A. The Trigger (Fire-and-Forget)

  • File: courseController.ts
  • Logic: The API validates the user's credits, calculates the cost, and pushes the job to Redis. It immediately returns a jobId to the client so the browser doesn't hang.

B. The Processor (Isolated Worker)

  • File: courseWorker.ts
  • Logic: The worker is a "dumb" processor. It doesn't know about HTTP responses or Websockets.
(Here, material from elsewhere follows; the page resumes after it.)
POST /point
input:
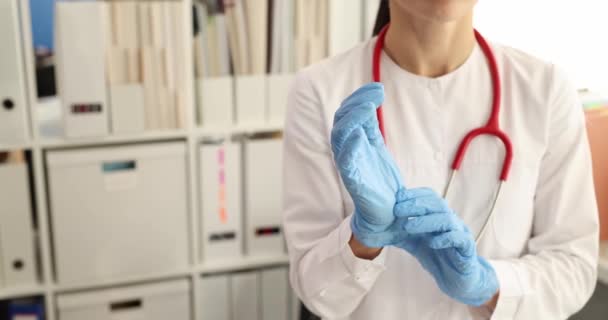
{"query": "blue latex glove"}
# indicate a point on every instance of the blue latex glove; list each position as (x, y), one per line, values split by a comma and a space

It simply runs the AI logic and updates the job's status in Redis using job.updateProgress().
  • Heartbeat: You implemented a setInterval heartbeat that artificially increments progress (5%... 10%...) while the AI is thinking, ensuring the UI never feels "frozen".

C. The Relay (Queue Listener)

  • File: queueListener.ts
  • Logic: This component sits on the API server side. It subscribes to global BullMQ events (progress, completed, failed).
  • Bridge: When it sees a progress update in Redis, it grabs the userId from the job data and uses socketService.emitToUser to send the payload to the specific user's room.

D. The Transport (Socket Service)

  • File: socketService.ts
  • Logic: Using the @socket.io/redis-adapter, this service ensures that even if you have multiple API instances (horizontal scaling), the socket event finds the correct user connection.